In Number 2, the Singapore issues in the form of competition policy is again relatively compact as a drafting idea, but you need to figure out conceptually how to start with the kind of language the parties discussed 10-15 years ago, presumably cast widely enough to address on-going problems of Chinese subsidies.
Finally, for Number 1, you need to look closely at the Trump versus Biden Administrations' approaches. What came out of the Trump Administration trade negotiators on the topic (Robert Leitheizer was Trump's USTR, and Peter Navarro was Assistant to the President and Director of Trade and Manufacturing Policy)? How has the Biden Administration's approached changed in focusing on IPEF? Then, you presumably produce a compact document stating in line with one of the other how you think dispute resolution should be (re)structured.
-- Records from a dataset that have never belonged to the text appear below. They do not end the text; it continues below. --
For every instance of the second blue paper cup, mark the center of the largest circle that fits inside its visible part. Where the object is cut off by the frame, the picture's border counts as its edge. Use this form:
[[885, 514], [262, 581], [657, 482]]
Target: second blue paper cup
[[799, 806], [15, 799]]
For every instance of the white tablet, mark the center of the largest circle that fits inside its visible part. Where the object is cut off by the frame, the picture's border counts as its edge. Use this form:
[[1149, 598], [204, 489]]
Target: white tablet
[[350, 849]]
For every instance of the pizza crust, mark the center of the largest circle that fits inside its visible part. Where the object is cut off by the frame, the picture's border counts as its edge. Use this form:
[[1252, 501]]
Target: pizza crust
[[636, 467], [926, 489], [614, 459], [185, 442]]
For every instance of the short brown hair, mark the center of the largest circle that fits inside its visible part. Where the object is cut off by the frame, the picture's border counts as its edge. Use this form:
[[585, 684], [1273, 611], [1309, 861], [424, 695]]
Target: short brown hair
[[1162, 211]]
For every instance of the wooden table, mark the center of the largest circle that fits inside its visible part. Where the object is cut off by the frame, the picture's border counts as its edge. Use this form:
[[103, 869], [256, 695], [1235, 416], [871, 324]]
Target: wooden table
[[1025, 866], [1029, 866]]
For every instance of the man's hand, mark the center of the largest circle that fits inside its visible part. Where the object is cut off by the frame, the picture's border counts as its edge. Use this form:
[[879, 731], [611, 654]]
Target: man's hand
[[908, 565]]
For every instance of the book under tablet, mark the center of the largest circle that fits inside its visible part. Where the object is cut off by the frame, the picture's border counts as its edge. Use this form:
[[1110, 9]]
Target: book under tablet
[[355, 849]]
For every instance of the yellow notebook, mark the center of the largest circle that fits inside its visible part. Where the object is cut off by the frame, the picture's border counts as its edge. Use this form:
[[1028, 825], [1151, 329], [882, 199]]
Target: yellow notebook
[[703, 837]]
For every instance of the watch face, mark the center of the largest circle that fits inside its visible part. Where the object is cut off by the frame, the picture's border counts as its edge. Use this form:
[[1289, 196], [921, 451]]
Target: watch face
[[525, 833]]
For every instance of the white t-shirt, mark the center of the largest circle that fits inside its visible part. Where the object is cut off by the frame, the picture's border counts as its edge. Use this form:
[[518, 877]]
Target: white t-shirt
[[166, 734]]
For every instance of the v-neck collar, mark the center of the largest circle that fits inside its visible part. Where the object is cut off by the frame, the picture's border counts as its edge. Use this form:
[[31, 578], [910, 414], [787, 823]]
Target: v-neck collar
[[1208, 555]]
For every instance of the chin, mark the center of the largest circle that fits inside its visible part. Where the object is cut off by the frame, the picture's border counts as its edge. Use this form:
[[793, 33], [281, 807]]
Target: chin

I basically want you to channel the Trump/Biden Administration’s views as part of the exercise of forming an opinion whether they make sense in terms of whether you can present a colorable argument to other countries for why the WTO’s 1994 dispute settlement regime should be replaced (meaning ultimately, do we stay with a judicialized, rules-based trade law system, or move back in the direction of economic diplomacy generally).
We shall organize this chiefly as written exchange, so that I can step in if the foreign students become unavailable. We shall solicit their views wherever possible, but it their university were suddenly to close due to infection rates rising again, etc., at best they would presumably be distracted.) After your first draft draws a response, you can produce a second draft, and we decide where to go from there. We can set the timeline for the different steps as we go along, but on a preliminary basis I would plan on two weeks at each stage to provide enough time for your group to meet outside class via Zoom, Microsoft Teams, or whatever, to work on the assignment.